Crime Library: Criminal Minds and Methods
Honor Crime
The Shafia Family Murders
The Shafia Family Murders
Polygamous Afghan immigrant Mohammad Shafia, 58, his second wife, Tooba Mohammad Yahya, 42, and eldest son, Hamed, 21, were each convicted on four counts of first degree murder in the June 2009 killings of Shafia and Tooba's three teenage daughters, Zainab (top right), 19, Sahar (bottom right), 17, Geeti (bottom left), 13, and Mr. Shafia's first wife, Rona Amir Mohammad (top left). The victims were discovered in a car found submerged in the Rideau Canal in Kingston, Ontario, near Toronto. Attorneys for the Shafias argued that the four victims had been out joyriding late at night. Investigators, however believed that they had instead been drowned and then placed in the car, which was submerged to look like an accident.

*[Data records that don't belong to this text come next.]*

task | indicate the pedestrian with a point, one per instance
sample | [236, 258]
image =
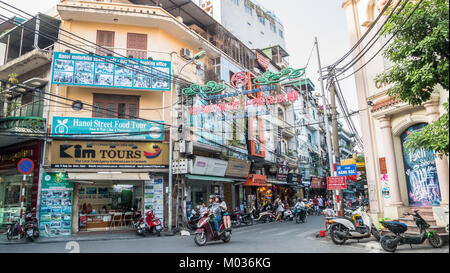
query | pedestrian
[280, 211]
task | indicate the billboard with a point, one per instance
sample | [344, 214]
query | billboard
[106, 71]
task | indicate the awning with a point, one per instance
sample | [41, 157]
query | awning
[208, 178]
[108, 176]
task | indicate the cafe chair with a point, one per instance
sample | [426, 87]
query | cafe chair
[116, 219]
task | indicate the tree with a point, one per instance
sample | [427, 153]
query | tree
[420, 53]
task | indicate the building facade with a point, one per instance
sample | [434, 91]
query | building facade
[397, 180]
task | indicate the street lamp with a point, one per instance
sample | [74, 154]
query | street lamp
[196, 57]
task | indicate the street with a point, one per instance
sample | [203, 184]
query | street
[286, 237]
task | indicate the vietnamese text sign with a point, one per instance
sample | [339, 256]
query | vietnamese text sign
[346, 170]
[86, 70]
[123, 129]
[82, 154]
[336, 183]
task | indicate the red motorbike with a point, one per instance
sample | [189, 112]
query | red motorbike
[151, 225]
[204, 232]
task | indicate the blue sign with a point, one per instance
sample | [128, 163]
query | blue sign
[87, 70]
[103, 128]
[346, 170]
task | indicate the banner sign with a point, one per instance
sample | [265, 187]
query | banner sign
[336, 183]
[346, 170]
[55, 217]
[82, 154]
[119, 129]
[106, 71]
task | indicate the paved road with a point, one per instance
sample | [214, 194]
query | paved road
[286, 237]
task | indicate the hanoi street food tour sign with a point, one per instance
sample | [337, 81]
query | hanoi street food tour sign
[103, 128]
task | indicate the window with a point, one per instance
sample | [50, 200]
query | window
[137, 45]
[105, 39]
[273, 28]
[115, 106]
[248, 9]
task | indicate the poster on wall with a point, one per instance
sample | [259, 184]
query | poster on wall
[421, 174]
[153, 197]
[55, 217]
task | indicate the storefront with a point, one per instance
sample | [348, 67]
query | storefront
[110, 180]
[11, 181]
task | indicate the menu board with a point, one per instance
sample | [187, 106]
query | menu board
[56, 206]
[106, 71]
[153, 197]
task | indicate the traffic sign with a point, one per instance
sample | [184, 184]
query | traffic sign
[336, 183]
[25, 166]
[346, 170]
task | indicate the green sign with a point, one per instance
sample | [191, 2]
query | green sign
[55, 217]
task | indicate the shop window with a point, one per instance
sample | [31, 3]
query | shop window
[117, 106]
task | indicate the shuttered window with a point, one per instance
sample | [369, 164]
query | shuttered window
[105, 39]
[137, 45]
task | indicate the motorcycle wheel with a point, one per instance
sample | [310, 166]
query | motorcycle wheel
[435, 241]
[335, 237]
[200, 239]
[385, 244]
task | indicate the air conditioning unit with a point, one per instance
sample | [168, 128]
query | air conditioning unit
[187, 53]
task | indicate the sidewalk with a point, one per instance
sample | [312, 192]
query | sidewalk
[82, 236]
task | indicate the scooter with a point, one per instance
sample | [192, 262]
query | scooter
[204, 232]
[300, 215]
[359, 226]
[390, 242]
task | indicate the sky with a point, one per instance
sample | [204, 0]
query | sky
[303, 20]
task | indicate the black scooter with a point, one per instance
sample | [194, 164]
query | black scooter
[390, 242]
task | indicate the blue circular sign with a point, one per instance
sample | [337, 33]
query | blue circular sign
[25, 166]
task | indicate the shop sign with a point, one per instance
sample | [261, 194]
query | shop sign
[108, 155]
[283, 171]
[238, 168]
[256, 180]
[318, 183]
[336, 183]
[106, 71]
[123, 129]
[209, 166]
[55, 217]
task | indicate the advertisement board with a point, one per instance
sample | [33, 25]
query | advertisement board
[336, 183]
[87, 70]
[123, 129]
[55, 217]
[81, 154]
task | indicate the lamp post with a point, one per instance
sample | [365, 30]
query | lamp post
[196, 57]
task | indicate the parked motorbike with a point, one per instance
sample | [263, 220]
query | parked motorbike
[390, 242]
[151, 224]
[359, 226]
[193, 220]
[300, 215]
[205, 231]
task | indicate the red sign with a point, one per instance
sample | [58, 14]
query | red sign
[336, 183]
[25, 166]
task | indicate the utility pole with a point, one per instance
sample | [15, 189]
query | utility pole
[337, 153]
[327, 128]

Police learned more after they obtained permission to tap the Shafia's phone as part of the investigation. The two eldest daughters had boyfriends, despite their father's disapproval, and all three disobeyed their father by behaving independently and wearing revealing clothes. Mohammad was apparently a troublesome first wife and lenient stepmother. The press had already revealed comments from Muhammad Shafia to police like, "nothing is more dear to me than my honor," but what seems to have affected the jury most was wiretap recordings played for the court, including Mohammed Shafia saying, "May the devil [defecate] on their graves. Is that what a daughter should be? Would [a daughter] be such a whore?" and "saying to Tooba, "You did well. Would that they come back to life a hundred times for you to do the same again." During the trial and investigation Canadian authorities were roundly criticized for having ignored the girls' complaints of their father's violent discipline. On January 29, 2012, after 15 hours of deliberation, a Canadian jury sentenced each one to life in prison without the possibility of parole for at least 25 years. After the verdict was reached, the presiding judge, Robert Maranger, told the court, "It's difficult to conceive of a more heinous, more despicable, more honorless crime."